Bu maçtan galip gelerek rakibinin ligde üstüne çıkma parolasıyla maça başlayan Liverpool öne geçmesine rağmen bu fırsatı değerlendiremedi ve Klopp’un da kendi ağzıyla dile getirdiği gibi şampiyonluk şansını iyice zora soktu. Haftanın sonunda 40 puanda kalan Liverpool, 6. sıraya kadar geriledi. Bununla beraber Leicester City ise puanını 46 yaparak Manchester United ile 2.lik koltuğunu paylaşmaya devam etti.

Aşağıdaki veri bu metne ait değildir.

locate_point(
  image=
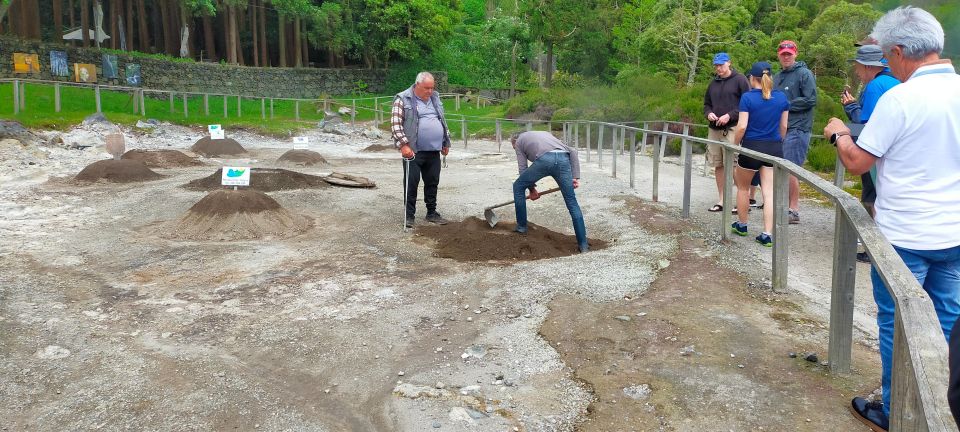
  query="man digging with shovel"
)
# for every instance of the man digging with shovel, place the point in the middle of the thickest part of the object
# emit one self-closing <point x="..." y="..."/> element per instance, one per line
<point x="550" y="157"/>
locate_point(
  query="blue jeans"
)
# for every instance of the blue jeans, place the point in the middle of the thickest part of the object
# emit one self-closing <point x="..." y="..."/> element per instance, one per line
<point x="556" y="165"/>
<point x="795" y="146"/>
<point x="938" y="271"/>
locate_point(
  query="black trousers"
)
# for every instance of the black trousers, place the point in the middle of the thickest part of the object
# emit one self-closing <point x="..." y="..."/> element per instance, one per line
<point x="427" y="166"/>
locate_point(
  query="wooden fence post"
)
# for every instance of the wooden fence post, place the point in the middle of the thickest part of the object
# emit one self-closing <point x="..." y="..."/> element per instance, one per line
<point x="588" y="140"/>
<point x="96" y="95"/>
<point x="600" y="145"/>
<point x="657" y="144"/>
<point x="728" y="200"/>
<point x="841" y="297"/>
<point x="687" y="174"/>
<point x="16" y="97"/>
<point x="781" y="237"/>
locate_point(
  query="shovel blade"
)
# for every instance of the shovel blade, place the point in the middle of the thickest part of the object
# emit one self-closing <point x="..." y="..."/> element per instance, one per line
<point x="491" y="217"/>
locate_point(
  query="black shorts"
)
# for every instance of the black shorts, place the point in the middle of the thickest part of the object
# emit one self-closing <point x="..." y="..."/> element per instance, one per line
<point x="868" y="194"/>
<point x="772" y="148"/>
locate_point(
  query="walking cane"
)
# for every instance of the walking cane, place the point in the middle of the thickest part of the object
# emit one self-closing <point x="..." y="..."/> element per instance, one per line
<point x="406" y="187"/>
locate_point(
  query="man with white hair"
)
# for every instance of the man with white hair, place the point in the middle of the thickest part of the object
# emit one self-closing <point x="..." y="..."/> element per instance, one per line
<point x="913" y="136"/>
<point x="420" y="132"/>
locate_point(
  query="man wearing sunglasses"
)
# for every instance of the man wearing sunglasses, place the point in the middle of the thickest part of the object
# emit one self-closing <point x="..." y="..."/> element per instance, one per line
<point x="800" y="86"/>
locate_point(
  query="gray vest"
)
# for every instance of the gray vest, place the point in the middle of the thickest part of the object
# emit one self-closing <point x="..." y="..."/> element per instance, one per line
<point x="411" y="119"/>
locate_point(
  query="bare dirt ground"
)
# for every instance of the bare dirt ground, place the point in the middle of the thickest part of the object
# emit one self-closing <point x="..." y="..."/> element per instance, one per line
<point x="356" y="325"/>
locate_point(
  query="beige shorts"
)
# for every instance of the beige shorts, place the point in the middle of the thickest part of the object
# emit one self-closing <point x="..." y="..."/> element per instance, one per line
<point x="715" y="152"/>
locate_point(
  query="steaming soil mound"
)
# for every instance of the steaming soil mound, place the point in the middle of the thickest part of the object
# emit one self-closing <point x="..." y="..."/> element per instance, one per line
<point x="302" y="158"/>
<point x="161" y="158"/>
<point x="263" y="179"/>
<point x="472" y="240"/>
<point x="226" y="215"/>
<point x="378" y="147"/>
<point x="217" y="148"/>
<point x="117" y="171"/>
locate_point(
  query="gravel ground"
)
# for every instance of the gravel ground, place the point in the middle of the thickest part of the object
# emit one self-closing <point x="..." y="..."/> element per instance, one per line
<point x="350" y="326"/>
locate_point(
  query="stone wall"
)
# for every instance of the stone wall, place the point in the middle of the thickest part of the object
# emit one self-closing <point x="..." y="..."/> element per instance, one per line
<point x="188" y="76"/>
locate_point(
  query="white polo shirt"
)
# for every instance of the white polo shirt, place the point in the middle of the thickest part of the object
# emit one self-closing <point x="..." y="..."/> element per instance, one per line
<point x="915" y="133"/>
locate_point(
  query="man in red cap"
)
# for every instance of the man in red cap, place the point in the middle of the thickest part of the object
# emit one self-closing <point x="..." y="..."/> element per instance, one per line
<point x="800" y="86"/>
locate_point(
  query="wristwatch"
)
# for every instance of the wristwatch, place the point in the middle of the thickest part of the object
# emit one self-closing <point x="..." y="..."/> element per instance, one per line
<point x="836" y="136"/>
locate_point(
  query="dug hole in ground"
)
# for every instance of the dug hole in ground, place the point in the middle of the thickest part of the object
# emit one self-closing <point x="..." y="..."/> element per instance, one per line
<point x="346" y="322"/>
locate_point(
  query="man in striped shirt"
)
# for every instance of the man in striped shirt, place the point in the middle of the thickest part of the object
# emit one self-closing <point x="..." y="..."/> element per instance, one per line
<point x="420" y="132"/>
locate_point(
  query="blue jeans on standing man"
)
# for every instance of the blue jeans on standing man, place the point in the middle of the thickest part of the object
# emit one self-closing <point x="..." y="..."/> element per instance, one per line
<point x="556" y="165"/>
<point x="938" y="272"/>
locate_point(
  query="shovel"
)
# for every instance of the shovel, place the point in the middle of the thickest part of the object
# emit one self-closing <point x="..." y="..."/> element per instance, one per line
<point x="492" y="218"/>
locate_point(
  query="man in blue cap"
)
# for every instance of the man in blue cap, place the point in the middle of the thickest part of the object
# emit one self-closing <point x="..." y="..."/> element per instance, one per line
<point x="721" y="107"/>
<point x="870" y="68"/>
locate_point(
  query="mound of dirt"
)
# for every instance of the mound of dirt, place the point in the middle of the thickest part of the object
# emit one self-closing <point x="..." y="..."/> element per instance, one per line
<point x="161" y="158"/>
<point x="302" y="158"/>
<point x="472" y="240"/>
<point x="117" y="171"/>
<point x="263" y="179"/>
<point x="227" y="215"/>
<point x="378" y="147"/>
<point x="217" y="148"/>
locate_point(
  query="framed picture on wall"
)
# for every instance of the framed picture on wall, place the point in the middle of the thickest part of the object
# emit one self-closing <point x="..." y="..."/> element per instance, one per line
<point x="110" y="66"/>
<point x="84" y="72"/>
<point x="133" y="74"/>
<point x="26" y="63"/>
<point x="58" y="63"/>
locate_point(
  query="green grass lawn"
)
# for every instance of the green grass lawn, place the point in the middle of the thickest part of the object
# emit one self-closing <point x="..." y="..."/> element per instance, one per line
<point x="256" y="114"/>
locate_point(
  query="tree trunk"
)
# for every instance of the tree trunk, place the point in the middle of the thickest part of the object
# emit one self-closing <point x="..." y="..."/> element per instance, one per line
<point x="185" y="33"/>
<point x="85" y="22"/>
<point x="255" y="33"/>
<point x="241" y="60"/>
<point x="282" y="40"/>
<point x="35" y="19"/>
<point x="57" y="20"/>
<point x="113" y="23"/>
<point x="297" y="41"/>
<point x="306" y="46"/>
<point x="129" y="27"/>
<point x="548" y="75"/>
<point x="264" y="58"/>
<point x="231" y="40"/>
<point x="208" y="41"/>
<point x="142" y="25"/>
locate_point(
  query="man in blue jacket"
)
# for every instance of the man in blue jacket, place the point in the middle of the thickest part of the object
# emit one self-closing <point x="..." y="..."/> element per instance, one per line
<point x="877" y="79"/>
<point x="800" y="86"/>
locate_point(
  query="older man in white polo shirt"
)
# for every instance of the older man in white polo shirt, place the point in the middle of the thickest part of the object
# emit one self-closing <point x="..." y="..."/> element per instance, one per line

Liverpool’un, bu maçtan sonra skoru neden koruyamadığına ve geçen senenin şampiyonluk kilidi olan “Gegenpress” konusunda bu sezon neden henüz randıman alamadığına çalışması gerekiyor. Bu maçla birlikte son 7 maçın 5’ini kaybeden bir Liverpool, önümüzdeki hafta Merseyside derbisinde Everton’a karşı nasıl bir futbol oynayacağı bir başka merak konusu olarak göze çarpıyor.

Leicester City ise ligde yoluna emin adımlarla ilerlerken, aynı zamanda hafta içi Slavia Prag ile UEFA Avrupa Ligi karşılaşmasına çıkacaklar. Öte yandan, Brendan Rodgers için bu maç ayrı bir anlam ifade ediyordu. Leicester City ile eski takımı Liverpool’a karşı çıktığı müsabakalarda ilk kez galibiyet sevinci yaşayan Brendan Rodgers, aynı zamanda 2012’de Roy Hodgson yönetiminde West Ham United’ın Liverpool’u yenmesinden beri eski bir Liverpool’lu teknik direktörün başka bir takımla Liverpool’a karşı kazandığı ilk teknik direktör olma unvanını elde etmiş oldu.